Shows a bunch of green precip outside of Prince William Sound moving NE. Some blue with a little green precip near Homer is making an appearance on the Kenai radar.
Primary avalanche concerns
-Deep slabs 2-6 feet thick on top of January facets
Secondary avalanche concerns
-Glide Cracks (now they are bridged over, don’t fall in)
WATCH OUT SITUATIONS
-New surface wind slabs if weather forecast is accurate
-Slopes that do not have a clean run out
AVALANCHE AND SNOWPACK DISCUSSION
This past storm left behind deep slabs about 2-6 feet deep on top of a weak layer of facets that formed in early January. Rain and wet snow saturated the top 1-2 feet of the snowpack up to elevations of about 2800 feet. The wind really hammered the elevations above 2800 feet up to the ridges. Those deep slabs remain are our main concern, even though it is unlikely to trigger that weak layer.
Last week, my level of uncertainty was high. Now, we have a lot more information. Basically, we have all been skiing and riding on a thick slab with a weak layer underneath it. Usually, that is not a smart thing to do. That weak layer of January facets, however, has NOT been reactive to human triggers.
Those facets WERE reactive to natural triggers during that last big storm. We continue to find and get reports of evidence that more avalanches ripped out during that storm. It appears that the entire upper cone of Eddies avalanched, and Superbowl or Goldpan had a good medium sized avalanche. Magnum still remains the largest avalanche where the majority of the west faced ripped out from the top down to tree line.
We are still finding those facets just about everywhere that we dig. Almost every stability test shows that it is very difficult to get that weak layer to fail, and when it does it is very low quality Q2-Q3.
Stability is good right now, even though the text books say a slab on top of facets is a terrible combination for avalanches. This weak layer might become a bigger concern during next large storm.
NOAA is forecasting 6-15 inches of snow for our area over the next 48 hours(see forecast below). This storm does not sound like it will pack a very large punch; so, I think the main concern if this storm hits us will be surface sluffs and wind slabs on top of that slippery supportable wind buffed layer on the steeper terrain at higher elevations that we have all been traveling on. It does not seem that snow is going to want to bond to that slippery layer, and I don’t think we will need to worry too much about avalanches stepping down to those January facets.
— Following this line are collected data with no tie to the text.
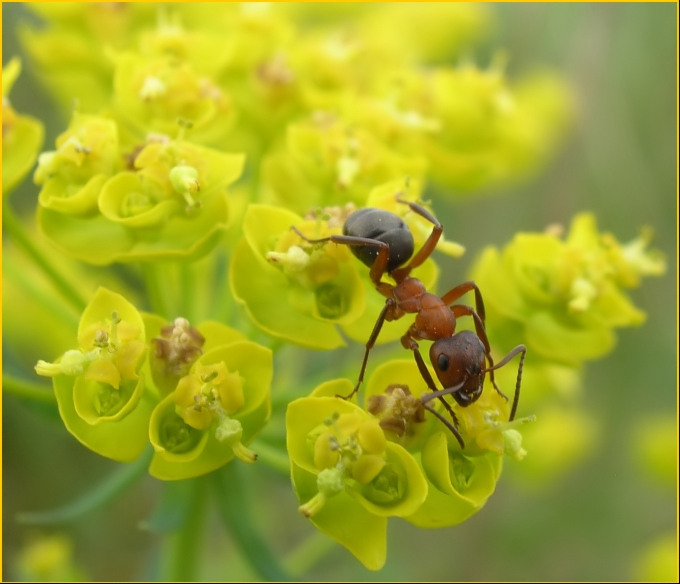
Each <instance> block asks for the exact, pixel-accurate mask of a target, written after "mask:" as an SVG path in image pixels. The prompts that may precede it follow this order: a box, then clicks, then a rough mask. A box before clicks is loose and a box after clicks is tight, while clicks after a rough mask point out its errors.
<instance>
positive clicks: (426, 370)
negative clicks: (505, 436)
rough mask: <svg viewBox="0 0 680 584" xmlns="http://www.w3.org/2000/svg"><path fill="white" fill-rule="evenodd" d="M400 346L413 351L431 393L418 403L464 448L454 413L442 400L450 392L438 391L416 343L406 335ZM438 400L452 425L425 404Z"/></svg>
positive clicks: (417, 345)
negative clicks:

I keep mentioning the glide cracks as a secondary concern mostly because they are now bridged over and are difficult to see now. They could be a dangerous place to fall, like falling into a glacier crevasse. Be careful on the south side of Magnum. Plus I don’t really understand glide cracks. They seem to want to avalanche a different times for different reasons; so, I always treat them like cornices and try to avoid them. I don’t think we’ve seen the last of those things this year.
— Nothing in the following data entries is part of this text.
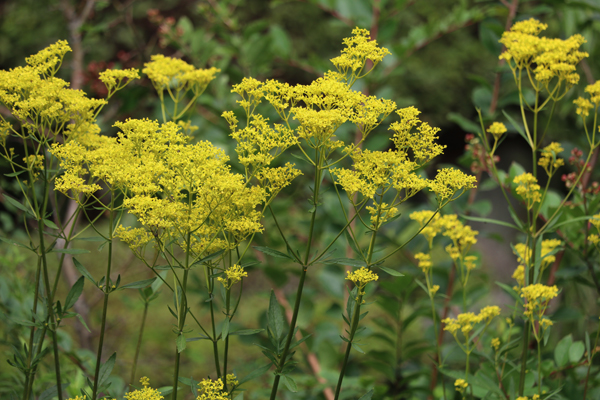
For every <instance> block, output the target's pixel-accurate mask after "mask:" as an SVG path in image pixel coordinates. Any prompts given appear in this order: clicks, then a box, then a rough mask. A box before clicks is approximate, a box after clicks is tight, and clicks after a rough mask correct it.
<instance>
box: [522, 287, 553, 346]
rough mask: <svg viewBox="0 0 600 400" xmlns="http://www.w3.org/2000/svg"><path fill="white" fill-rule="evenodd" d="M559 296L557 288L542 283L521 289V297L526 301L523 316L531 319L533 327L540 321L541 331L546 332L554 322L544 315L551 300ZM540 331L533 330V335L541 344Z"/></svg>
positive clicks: (529, 318) (539, 322)
mask: <svg viewBox="0 0 600 400" xmlns="http://www.w3.org/2000/svg"><path fill="white" fill-rule="evenodd" d="M556 296H558V288H557V287H556V286H546V285H542V284H541V283H536V284H533V285H528V286H525V287H524V288H523V289H521V297H523V298H524V299H525V305H524V307H525V310H524V311H523V315H525V317H527V319H529V321H530V322H531V324H532V326H533V322H534V321H538V322H539V324H540V327H541V328H542V329H540V330H546V329H547V328H548V327H550V326H552V321H551V320H550V319H548V318H546V317H544V313H545V312H546V309H547V308H548V303H550V300H552V299H553V298H555V297H556ZM540 330H536V329H535V328H534V329H533V334H534V336H535V338H536V340H537V341H538V342H539V341H540V340H541V338H542V335H541V334H540Z"/></svg>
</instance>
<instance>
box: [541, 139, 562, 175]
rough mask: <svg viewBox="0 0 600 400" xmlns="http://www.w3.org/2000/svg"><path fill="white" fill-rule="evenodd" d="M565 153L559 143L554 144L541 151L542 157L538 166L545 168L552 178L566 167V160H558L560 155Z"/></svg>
mask: <svg viewBox="0 0 600 400" xmlns="http://www.w3.org/2000/svg"><path fill="white" fill-rule="evenodd" d="M562 151H564V149H563V148H562V146H561V145H560V144H559V143H556V142H552V143H550V144H549V145H548V146H546V147H544V148H543V149H542V150H541V153H542V156H541V157H540V159H539V161H538V165H539V166H541V167H542V168H544V170H545V171H546V174H548V176H552V175H553V174H554V172H555V171H556V169H558V168H559V167H561V166H563V165H565V160H563V159H562V158H558V154H559V153H561V152H562Z"/></svg>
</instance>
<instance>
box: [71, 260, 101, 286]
mask: <svg viewBox="0 0 600 400" xmlns="http://www.w3.org/2000/svg"><path fill="white" fill-rule="evenodd" d="M73 264H75V268H77V271H79V272H80V273H81V275H83V276H84V277H85V278H86V279H87V280H89V281H90V282H92V283H93V284H94V286H98V283H97V282H96V281H95V280H94V278H92V275H91V274H90V273H89V272H88V270H87V269H85V267H84V266H83V265H82V264H81V263H80V262H79V261H78V260H77V259H76V258H74V259H73Z"/></svg>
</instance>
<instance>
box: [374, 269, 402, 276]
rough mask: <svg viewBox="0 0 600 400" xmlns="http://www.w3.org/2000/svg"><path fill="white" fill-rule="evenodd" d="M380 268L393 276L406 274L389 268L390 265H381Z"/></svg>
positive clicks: (397, 275) (390, 274)
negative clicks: (382, 265) (384, 265)
mask: <svg viewBox="0 0 600 400" xmlns="http://www.w3.org/2000/svg"><path fill="white" fill-rule="evenodd" d="M379 269H381V270H382V271H383V272H386V273H388V274H390V275H392V276H404V274H402V273H400V272H398V271H396V270H394V269H391V268H388V267H379Z"/></svg>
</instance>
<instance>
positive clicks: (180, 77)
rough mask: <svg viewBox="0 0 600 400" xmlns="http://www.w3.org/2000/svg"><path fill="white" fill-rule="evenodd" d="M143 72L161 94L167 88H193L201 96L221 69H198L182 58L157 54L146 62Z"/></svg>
mask: <svg viewBox="0 0 600 400" xmlns="http://www.w3.org/2000/svg"><path fill="white" fill-rule="evenodd" d="M142 72H143V73H145V74H146V75H148V78H150V80H151V81H152V84H153V85H154V87H155V89H156V91H157V92H158V94H159V96H162V93H163V91H164V90H165V89H166V90H171V89H175V90H176V91H182V90H184V91H188V90H191V91H192V93H193V94H194V96H199V95H200V94H201V93H202V92H203V91H204V89H206V87H207V86H208V84H209V83H210V82H211V81H212V80H213V79H215V74H217V73H218V72H220V70H219V69H218V68H214V67H212V68H208V69H196V68H194V66H193V65H190V64H188V63H186V62H185V61H183V60H181V59H178V58H172V57H165V56H164V55H162V54H155V55H153V56H152V57H151V61H150V62H148V63H146V64H144V69H143V70H142Z"/></svg>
WESTERN PRINCE WILLIAM SOUND-
500 AM AKST WED JAN 28 2009
.TODAY…SNOW SPREADING NORTH THROUGH THIS MORNING. SNOW ACCUMULATION
2 TO 4 INCHES. HIGHS IN THE 20S. NORTH TO EAST WIND 15 MPH. PORTAGE
VALLEY AND EASTERN TURNAGAIN ARM…EAST WINDS TO 25 MPH. AREAS OF
BLOWING SNOW WITH VISIBILITIES TO ONE HALF MILE.
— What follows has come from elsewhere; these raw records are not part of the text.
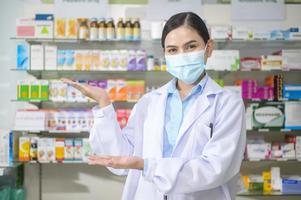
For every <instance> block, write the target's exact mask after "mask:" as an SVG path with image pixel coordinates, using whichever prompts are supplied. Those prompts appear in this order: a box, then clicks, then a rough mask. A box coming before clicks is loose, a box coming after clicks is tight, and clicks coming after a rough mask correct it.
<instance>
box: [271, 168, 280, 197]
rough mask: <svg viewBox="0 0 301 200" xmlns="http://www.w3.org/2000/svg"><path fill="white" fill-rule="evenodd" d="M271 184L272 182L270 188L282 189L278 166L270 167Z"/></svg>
mask: <svg viewBox="0 0 301 200" xmlns="http://www.w3.org/2000/svg"><path fill="white" fill-rule="evenodd" d="M271 184H272V190H274V191H281V190H282V180H281V177H280V168H279V167H272V168H271Z"/></svg>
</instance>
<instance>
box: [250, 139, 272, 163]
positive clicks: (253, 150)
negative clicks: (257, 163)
mask: <svg viewBox="0 0 301 200" xmlns="http://www.w3.org/2000/svg"><path fill="white" fill-rule="evenodd" d="M247 155H248V159H249V160H264V159H269V158H270V155H271V144H270V143H263V144H247Z"/></svg>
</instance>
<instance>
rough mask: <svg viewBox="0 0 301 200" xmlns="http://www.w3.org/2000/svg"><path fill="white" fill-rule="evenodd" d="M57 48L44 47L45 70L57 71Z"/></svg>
mask: <svg viewBox="0 0 301 200" xmlns="http://www.w3.org/2000/svg"><path fill="white" fill-rule="evenodd" d="M56 63H57V47H56V46H53V45H47V46H45V70H57V64H56Z"/></svg>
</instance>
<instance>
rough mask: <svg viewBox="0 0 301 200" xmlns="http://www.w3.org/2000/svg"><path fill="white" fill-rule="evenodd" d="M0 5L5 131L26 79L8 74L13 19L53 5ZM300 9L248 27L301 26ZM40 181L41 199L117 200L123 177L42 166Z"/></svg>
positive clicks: (126, 11) (1, 86)
mask: <svg viewBox="0 0 301 200" xmlns="http://www.w3.org/2000/svg"><path fill="white" fill-rule="evenodd" d="M0 5H1V6H0V13H1V14H0V26H1V29H0V30H1V31H0V75H1V78H0V99H1V101H0V102H1V104H0V129H1V128H8V129H9V128H11V127H12V125H13V118H14V112H15V109H17V108H19V107H23V106H24V104H23V105H21V104H19V103H18V104H16V103H11V102H10V100H11V99H14V98H15V94H16V81H17V80H18V79H23V78H28V76H27V75H26V74H25V73H22V72H11V71H10V68H12V67H13V66H14V63H15V46H14V41H11V40H9V37H11V36H13V35H14V26H15V18H16V17H25V16H26V17H30V16H33V15H34V13H37V12H39V13H43V12H45V13H50V12H52V11H53V6H51V5H38V4H27V3H25V4H24V1H21V0H1V4H0ZM138 8H140V9H138ZM137 9H138V10H137ZM300 10H301V5H287V6H286V19H285V20H284V21H282V22H279V21H265V22H249V23H248V24H249V25H254V26H256V27H260V28H266V27H271V28H273V27H274V28H275V27H278V28H279V27H280V28H287V27H290V26H301V14H300ZM133 11H134V12H135V11H137V12H139V13H140V14H139V16H142V17H143V16H144V15H145V6H124V5H112V6H110V13H111V16H113V17H115V18H117V17H119V16H124V15H125V14H126V13H130V12H133ZM203 18H204V19H206V21H207V22H208V23H209V24H241V22H231V19H230V5H216V4H209V5H204V6H203ZM145 24H146V25H147V23H145ZM25 171H26V172H25V177H26V180H25V185H26V188H27V189H28V190H27V191H28V194H27V199H28V200H37V199H39V196H38V183H39V182H38V165H26V170H25ZM42 179H43V183H42V186H43V200H52V199H56V200H68V199H72V200H80V199H87V200H90V199H91V200H94V199H95V200H96V199H106V200H109V199H120V197H121V192H122V188H123V183H124V178H119V177H116V176H114V175H111V174H110V173H109V172H108V171H107V170H106V169H105V168H102V167H96V166H86V165H82V164H81V165H77V164H73V165H72V164H70V165H52V164H49V165H43V171H42ZM241 199H246V198H241ZM257 199H259V198H257ZM279 199H283V198H282V197H280V198H279Z"/></svg>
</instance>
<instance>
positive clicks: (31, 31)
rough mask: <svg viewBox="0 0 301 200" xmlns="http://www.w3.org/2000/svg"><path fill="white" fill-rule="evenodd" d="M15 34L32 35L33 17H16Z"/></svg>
mask: <svg viewBox="0 0 301 200" xmlns="http://www.w3.org/2000/svg"><path fill="white" fill-rule="evenodd" d="M16 36H17V37H28V38H31V37H34V36H35V21H34V19H33V18H18V19H16Z"/></svg>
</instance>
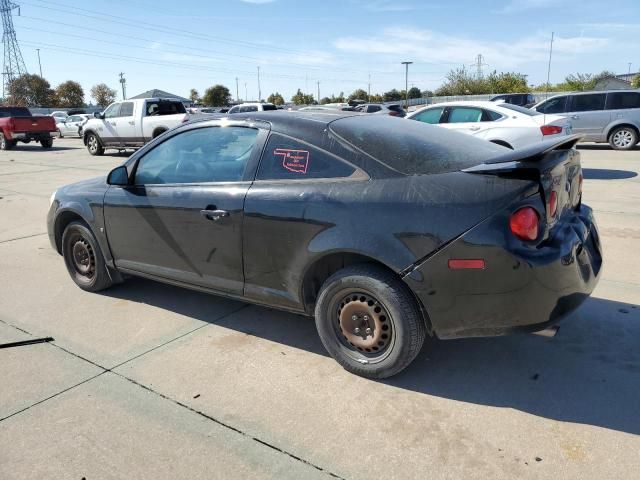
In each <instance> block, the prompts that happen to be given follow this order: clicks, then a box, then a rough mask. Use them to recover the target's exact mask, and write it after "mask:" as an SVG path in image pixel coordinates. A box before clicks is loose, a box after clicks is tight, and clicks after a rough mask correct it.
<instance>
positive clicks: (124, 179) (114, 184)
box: [107, 165, 129, 187]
.TONIGHT…SNOW. SNOW ACCUMULATION 3 TO 6 INCHES. LOWS IN THE UPPER
TEENS TO MID 20S. NORTH TO EAST WINDS 15 MPH.
.THURSDAY…SNOW BECOMING MIXED WITH RAIN IN THE AFTERNOON. SNOW
ACCUMULATION 1 TO 5 INCHES. HIGHS IN THE UPPER 20S TO MID 30S.
VARIABLE WIND 10 MPH. NEAR SEWARD…LIGHT WINDS BECOMING SOUTH 15 MPH
IN THE AFTERNOON.
TEMPERATURE / PRECIPITATION
SEWARD 27 24 32 / 100 100 100
GIRDWOOD 25 21 30 / 100 100 100
Thanks for checking the CNFAIC avalanche advisory. Have a great day.